The report estimates that between 300 and 500 prostitutes work in Northern Ireland on a daily basis - 2% of whom were coerced into the sex trade.

Most are women from Eastern Europe but there are also prostitutes from France, Spain, Italy and Brazil as well as some African nations and Latin America.

The majority of prostitutes operate out of rented apartments or hotel rooms advertising their services through the internet and about 15% said they worked with or had previously worked for a third party, such as an agency or brothel owner.

There are only 20 women who work the streets and all are based in Belfast or Londonderry.

The average age of a sex worker in Northern Ireland is 30 but 1.5% are under 16 and a further 2.3% are aged between 17 and 18.

There are also a small number of women prostitutes (0.6%) over 60 and researchers said there was anecdotal evidence of at least one street-based sex worker aged 70.

Under current legislation it is not a criminal offence to buy sex if the person has not been forced into the sex industry. It is up the purchaser to know whether or not the prostitute has been coerced.

Offences such as kerb-crawling, brothel-keeping and human trafficking are covered under the criminal law.

The report estimates that 17,000 men in Northern Ireland pay for sex each year - 3% of the adult male population - with most (85%) using the internet to avail of the services.

Of those questioned, only 6% said they had bought sex in a brothel.

Academic Susann Huschke, who was part of the QUB research team, said: "A very small minority (of sex workers) thought that criminalising clients was a good idea.

"They feel it is going to make their life less safe, it is going to affect them negatively in the way they live and work; it's not going to achieve what it is meant to achieve which is to reduce demand and reduce prostitution and reduce trafficking.

"Some actually said it might increase the involvement of organised crime gangs and anybody trying to make money out of sex workers because it is going to drive it more underground which then makes them more vulnerable to being exploited by third parties."

The proposal to outlaw paying for sex is among 19 clauses in the Human Trafficking and Exploitation Bill being brought before the Assembly by the DUP's Lord Morrow.

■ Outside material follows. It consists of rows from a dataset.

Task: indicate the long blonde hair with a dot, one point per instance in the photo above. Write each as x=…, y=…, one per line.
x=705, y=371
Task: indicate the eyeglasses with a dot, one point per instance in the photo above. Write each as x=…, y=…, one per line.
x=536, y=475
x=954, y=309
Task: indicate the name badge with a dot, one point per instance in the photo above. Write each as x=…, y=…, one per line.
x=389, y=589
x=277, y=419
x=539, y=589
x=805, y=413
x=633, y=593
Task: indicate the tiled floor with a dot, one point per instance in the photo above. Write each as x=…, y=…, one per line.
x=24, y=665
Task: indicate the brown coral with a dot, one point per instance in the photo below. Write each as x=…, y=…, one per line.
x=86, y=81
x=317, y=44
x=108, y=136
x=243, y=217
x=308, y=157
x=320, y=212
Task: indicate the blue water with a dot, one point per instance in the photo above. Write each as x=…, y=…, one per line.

It is aimed at updating Northern Ireland's laws on trafficking and prostitution.

Justice Minister David Ford, whose department commissioned the research, said: " The research has established that the framework of prostitution in Northern Ireland is more complex and diverse than the picture generally painted.

"I have however, seen no evidence to suggest that the change proposed by Lord Morrow would reduce the incidence of trafficking. Indeed the report contains evidence to suggest that criminalising the purchase of sex, as a single clause in this Bill, may create further risk and hardship for those individuals, particularly women, involved in prostitution."

In a statement the DUP described the research as "deeply flawed".

"It is not clear why, the department should have spent public money on such a flawed research project when it is so clear that academic opinion is deeply divided on criminalising paying for sex, as much on ideological grounds as any empirical analysis," the party said.